L.A. Times Op-Ed Page Runs Disgraceful Ramsey Clark
Churchill incarcerated the British Fascist Sir Oswald Mosley and 200 of his followers during World War II for less of an offense in a time of war than Clark is guilty of here.
Clark, an offensive anti-American for many years, has long cow-towed to terrorists ranging from the Ayatollah Khomeini to the leaders of Hezbollah. But his sympathetic treatment of Hussein, the murderer of millions, does not belong in a respectable American newspaper. It perverts free speech to panic-mongering, what Oliver Wendell Holmes once characterized as "crying fire in a crowded theatre."
Goldberg once told me in a conversation that he felt the American people's response to 9-11 was excessive, and remarked that unlike Europeans Americans were not sufficiently inured to the costs of war, because we had not been subjected to attacks such as Europeans suffered in World War II.
And so The Times continues to offend many thousands of its own readers. However, the Times letters column continues to be fairminded, printing a number of letters, such as this morning, that sharply criticize the paper's editorial policy.
Kudos to reader Gregory P. Williams of Lakewood today, who responded to the Jan. 21 editorial calling President Bush "a small man (in our view), who became president through accident of birth and corruption of democracy."
Williams calls this editorial 'an affront to every American," and says it "shows...blatant, obvious hatred of the man and the office and a complete lack of respect for the American people who duly elected the president."
Things are deteriorating at the Tribune-owned Times.
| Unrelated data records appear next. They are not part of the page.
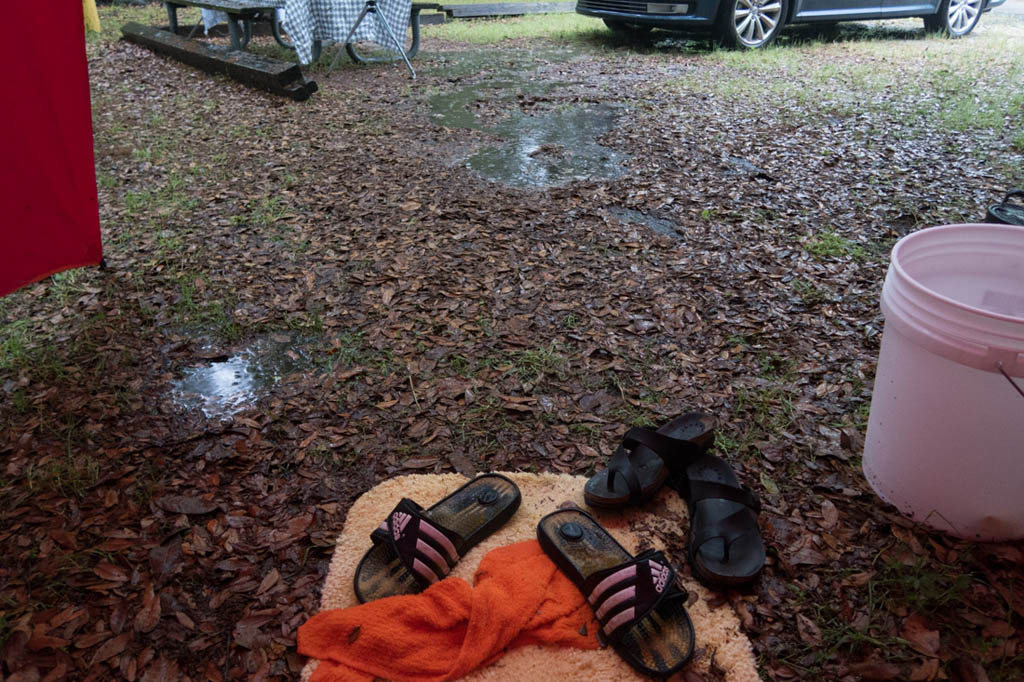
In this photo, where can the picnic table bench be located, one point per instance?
(241, 14)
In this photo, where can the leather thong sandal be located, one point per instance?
(417, 547)
(643, 462)
(641, 610)
(724, 542)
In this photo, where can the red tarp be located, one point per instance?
(47, 179)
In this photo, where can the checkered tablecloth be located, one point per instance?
(306, 20)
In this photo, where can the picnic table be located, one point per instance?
(309, 24)
(241, 14)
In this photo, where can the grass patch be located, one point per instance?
(68, 475)
(536, 364)
(196, 307)
(809, 293)
(829, 245)
(484, 32)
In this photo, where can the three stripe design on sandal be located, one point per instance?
(428, 547)
(614, 598)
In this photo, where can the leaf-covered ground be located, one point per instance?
(448, 323)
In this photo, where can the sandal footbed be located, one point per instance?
(651, 469)
(382, 573)
(747, 552)
(658, 644)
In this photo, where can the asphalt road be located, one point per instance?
(1011, 7)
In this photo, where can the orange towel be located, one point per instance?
(519, 597)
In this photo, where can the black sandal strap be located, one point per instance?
(676, 453)
(666, 446)
(730, 528)
(428, 550)
(629, 592)
(620, 465)
(706, 489)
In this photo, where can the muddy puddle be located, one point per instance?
(224, 385)
(548, 140)
(630, 216)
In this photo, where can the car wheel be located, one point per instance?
(627, 29)
(752, 24)
(955, 17)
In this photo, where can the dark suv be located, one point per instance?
(753, 24)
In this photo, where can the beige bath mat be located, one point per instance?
(718, 633)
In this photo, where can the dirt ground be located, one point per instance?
(407, 275)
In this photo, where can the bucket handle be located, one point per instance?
(1009, 378)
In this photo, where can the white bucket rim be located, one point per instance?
(910, 281)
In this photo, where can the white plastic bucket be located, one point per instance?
(945, 436)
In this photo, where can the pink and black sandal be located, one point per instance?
(414, 547)
(641, 610)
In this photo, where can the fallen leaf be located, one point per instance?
(808, 630)
(148, 614)
(268, 582)
(922, 638)
(183, 504)
(111, 648)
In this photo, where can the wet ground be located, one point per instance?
(223, 385)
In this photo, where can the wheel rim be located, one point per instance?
(756, 20)
(963, 14)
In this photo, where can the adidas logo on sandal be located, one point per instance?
(659, 574)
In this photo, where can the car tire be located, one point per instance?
(955, 17)
(627, 29)
(751, 24)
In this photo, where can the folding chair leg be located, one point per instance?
(371, 7)
(400, 47)
(363, 14)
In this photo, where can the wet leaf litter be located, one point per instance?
(435, 316)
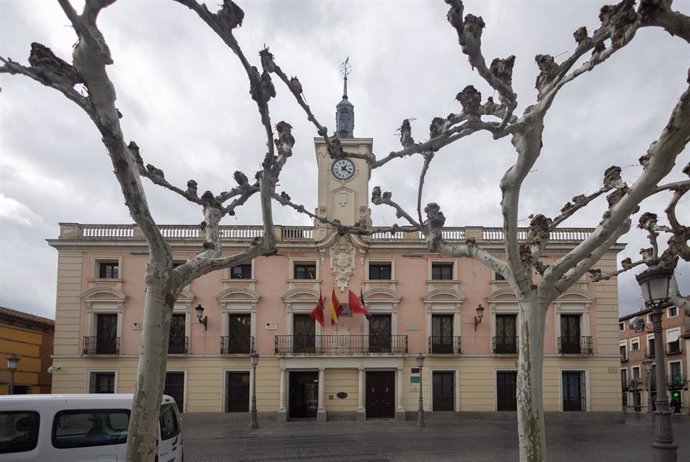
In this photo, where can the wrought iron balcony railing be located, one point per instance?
(243, 344)
(178, 346)
(340, 344)
(444, 345)
(101, 346)
(575, 345)
(674, 348)
(505, 344)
How long can it be before a purchaser comes forward to buy back The Times and turn the leftists who have come to dominate the editorial pages out to pasture.
1 Comments:
"...a small man (in our view), who became president through accident of birth and corruption of democracy."
That line sounds like something from the LA Weekly, and is pretty reflexive even by the standards of a dogmatic editorial writer for the LA Times. It would have been more honest if he (or she) had written:
"...a non-liberal man (in our view), who became president in spite of his having an ideology we dislike (the Times favored the leftist thinking of Senator John Kerry) and in spite of his being ruled against by a Florida Supreme Court (biased in a way we love) made up of mostly liberal Democrats versus a decision made by the federal Supreme Court (biased in a way we hate) made up of a small majority of conservative Republicans."